Amazon Web Services, Inc. (AWS) announced the general availability of Amazon Lookout for Vision, a service that analyzes images using computer vision and machine-learning capabilities to spot product or process defects and anomalies in manufactured products.

By employing a machine-learning technique called “few-shot learning,” Amazon Lookout for Vision is able to train a model for a customer using as few as 30 baseline images. Customers can get started using Amazon Lookout for Vision to detect manufacturing and production defects (e.g. cracks, dents, incorrect color, irregular shape, etc.) in their products and prevent those costly errors from progressing down the operational line and from ever reaching customers.  

Together with Amazon Lookout for Equipment, Amazon Monitron, and AWS Panorama, Amazon Lookout for Vision provides industrial and manufacturing customers with the most comprehensive suite of cloud-to-edge industrial machine learning services available, according to its maker. With Amazon Lookout for Vision, there is no up-front commitment or minimum fee, and customers pay by the hour for their actual usage to train the model and detect anomalies or defects using the service. 

Amazon Lookout for Vision offers customers a highly accurate, low-cost anomaly detection solution that uses computer vision to process thousands of images an hour to spot defects and anomalies—with no machine learning experience required. Customers send camera images to Amazon Lookout for Vision in real-time to identify anomalies, such as damage to a product’s surface, missing components, and other irregularities in production lines.

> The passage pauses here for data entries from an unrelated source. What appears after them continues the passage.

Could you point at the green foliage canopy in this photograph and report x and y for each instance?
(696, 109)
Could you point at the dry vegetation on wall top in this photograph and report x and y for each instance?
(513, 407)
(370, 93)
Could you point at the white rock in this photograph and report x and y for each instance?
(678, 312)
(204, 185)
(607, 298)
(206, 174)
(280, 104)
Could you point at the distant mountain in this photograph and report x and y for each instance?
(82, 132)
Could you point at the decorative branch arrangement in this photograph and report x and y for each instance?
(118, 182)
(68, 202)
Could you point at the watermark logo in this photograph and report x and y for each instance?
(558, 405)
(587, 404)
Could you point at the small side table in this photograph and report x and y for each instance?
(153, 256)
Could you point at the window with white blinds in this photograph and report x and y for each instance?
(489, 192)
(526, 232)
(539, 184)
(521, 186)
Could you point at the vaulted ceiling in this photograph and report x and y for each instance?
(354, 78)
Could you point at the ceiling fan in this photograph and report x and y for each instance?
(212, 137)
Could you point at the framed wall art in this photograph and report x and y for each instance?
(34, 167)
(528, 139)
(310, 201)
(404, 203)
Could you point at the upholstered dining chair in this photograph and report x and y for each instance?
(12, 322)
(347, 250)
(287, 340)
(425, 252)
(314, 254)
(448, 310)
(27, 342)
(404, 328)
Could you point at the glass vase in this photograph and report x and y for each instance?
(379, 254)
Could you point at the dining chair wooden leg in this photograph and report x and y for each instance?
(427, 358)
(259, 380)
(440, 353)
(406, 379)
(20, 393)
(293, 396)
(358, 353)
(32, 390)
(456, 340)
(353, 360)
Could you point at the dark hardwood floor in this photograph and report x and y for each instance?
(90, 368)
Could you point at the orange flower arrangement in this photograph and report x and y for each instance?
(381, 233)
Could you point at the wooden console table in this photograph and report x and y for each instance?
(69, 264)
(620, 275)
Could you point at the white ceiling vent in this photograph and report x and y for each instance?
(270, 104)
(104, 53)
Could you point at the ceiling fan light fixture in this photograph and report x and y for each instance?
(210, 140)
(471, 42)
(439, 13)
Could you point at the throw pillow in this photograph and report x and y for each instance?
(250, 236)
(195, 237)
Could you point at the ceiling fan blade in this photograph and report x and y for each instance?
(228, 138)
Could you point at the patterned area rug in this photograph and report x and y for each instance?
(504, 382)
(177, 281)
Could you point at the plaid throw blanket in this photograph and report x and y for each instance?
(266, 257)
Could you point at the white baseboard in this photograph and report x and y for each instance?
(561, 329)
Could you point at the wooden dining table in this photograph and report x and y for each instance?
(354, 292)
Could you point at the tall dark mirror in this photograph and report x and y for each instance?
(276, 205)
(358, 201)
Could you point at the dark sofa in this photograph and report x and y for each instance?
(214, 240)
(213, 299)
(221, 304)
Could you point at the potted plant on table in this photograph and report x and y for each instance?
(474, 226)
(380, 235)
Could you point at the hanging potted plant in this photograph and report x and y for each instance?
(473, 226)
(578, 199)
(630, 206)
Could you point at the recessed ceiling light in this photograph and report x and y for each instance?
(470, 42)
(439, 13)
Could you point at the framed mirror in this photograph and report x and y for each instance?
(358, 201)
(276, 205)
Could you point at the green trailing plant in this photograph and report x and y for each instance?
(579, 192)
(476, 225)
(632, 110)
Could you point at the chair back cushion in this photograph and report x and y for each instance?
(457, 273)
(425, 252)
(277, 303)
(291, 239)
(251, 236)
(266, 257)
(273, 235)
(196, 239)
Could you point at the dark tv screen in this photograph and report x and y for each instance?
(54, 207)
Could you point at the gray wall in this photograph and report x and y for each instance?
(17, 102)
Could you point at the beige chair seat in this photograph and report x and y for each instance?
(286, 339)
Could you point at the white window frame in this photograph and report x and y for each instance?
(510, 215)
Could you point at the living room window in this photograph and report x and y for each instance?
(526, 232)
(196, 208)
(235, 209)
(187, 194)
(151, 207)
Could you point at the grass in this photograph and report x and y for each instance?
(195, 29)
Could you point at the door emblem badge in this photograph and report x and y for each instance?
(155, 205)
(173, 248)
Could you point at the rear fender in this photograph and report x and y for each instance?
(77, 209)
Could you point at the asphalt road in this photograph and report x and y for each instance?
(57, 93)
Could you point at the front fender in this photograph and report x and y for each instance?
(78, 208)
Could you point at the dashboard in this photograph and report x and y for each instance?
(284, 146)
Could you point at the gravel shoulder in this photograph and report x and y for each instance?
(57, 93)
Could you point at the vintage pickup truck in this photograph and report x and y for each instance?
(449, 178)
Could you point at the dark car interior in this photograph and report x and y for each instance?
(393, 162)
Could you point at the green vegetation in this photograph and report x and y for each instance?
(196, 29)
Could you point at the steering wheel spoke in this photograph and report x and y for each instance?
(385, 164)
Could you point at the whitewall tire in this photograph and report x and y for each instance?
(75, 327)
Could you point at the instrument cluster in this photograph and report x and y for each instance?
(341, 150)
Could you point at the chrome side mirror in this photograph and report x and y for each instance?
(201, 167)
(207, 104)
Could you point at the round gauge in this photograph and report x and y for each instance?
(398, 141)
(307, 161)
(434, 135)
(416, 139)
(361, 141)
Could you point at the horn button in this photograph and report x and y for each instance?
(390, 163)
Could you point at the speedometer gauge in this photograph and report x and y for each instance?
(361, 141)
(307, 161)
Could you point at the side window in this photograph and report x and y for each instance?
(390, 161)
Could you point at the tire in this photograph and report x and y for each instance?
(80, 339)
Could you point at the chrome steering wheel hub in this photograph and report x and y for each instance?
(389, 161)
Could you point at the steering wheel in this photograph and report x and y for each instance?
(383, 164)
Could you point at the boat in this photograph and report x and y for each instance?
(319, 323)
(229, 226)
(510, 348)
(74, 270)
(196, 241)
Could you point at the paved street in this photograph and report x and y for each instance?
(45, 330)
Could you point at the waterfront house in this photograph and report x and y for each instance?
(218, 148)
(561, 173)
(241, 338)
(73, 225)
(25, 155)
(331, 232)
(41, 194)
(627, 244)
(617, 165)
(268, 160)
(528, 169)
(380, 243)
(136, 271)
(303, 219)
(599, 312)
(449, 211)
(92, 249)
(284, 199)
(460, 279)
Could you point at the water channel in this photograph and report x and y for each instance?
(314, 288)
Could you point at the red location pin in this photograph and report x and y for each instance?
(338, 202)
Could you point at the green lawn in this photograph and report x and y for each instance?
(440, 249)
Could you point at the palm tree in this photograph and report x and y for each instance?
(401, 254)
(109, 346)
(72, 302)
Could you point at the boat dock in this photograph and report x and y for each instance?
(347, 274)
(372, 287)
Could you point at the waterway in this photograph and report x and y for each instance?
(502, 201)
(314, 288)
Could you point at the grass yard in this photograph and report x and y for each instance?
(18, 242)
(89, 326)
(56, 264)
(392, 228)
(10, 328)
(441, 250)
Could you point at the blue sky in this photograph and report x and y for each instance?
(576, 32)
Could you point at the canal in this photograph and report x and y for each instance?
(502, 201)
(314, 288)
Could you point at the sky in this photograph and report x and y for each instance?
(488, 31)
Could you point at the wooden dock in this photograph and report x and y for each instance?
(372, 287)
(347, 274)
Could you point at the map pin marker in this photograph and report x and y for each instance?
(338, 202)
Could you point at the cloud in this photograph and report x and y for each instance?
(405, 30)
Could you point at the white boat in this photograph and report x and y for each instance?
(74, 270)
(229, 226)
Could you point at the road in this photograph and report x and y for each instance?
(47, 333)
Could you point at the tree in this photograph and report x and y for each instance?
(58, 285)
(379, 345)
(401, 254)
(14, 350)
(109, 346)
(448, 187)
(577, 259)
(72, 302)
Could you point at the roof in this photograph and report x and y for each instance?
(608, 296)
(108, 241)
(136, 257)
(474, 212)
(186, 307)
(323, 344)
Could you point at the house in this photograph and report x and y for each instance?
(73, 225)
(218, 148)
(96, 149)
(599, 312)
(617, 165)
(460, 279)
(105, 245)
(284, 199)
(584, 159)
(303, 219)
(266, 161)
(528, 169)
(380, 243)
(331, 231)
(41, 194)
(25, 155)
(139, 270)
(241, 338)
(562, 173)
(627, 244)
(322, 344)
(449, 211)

In addition to enabling the service to detect anomalies without large amounts of training data, this capability also allows the service to be adaptable to a wide range of inspection tasks within industrial settings. After analyzing the data, Amazon Lookout for Vision then reports images that differ from the baseline via the service dashboard or the “DetectAnomalies” real-time API so that appropriate action can be taken. 

“Whether a customer is placing toppings on a frozen pizza or manufacturing finely-calibrated parts for an airplane, what we’ve heard unequivocally is that guaranteeing only high-quality products reach end-users is fundamental to their business. While this may seem obvious, ensuring such quality control in industrial pipelines can in fact be very challenging,” said Swami Sivasubramanian, VP of Amazon Machine Learning for AWS. “We’re excited to deliver Amazon Lookout for Vision to customers of all sizes and across all industries to help them quickly and cost effectively detect defects at scale to save time and money while maintaining the quality their consumers rely on—with no machine learning experience required.”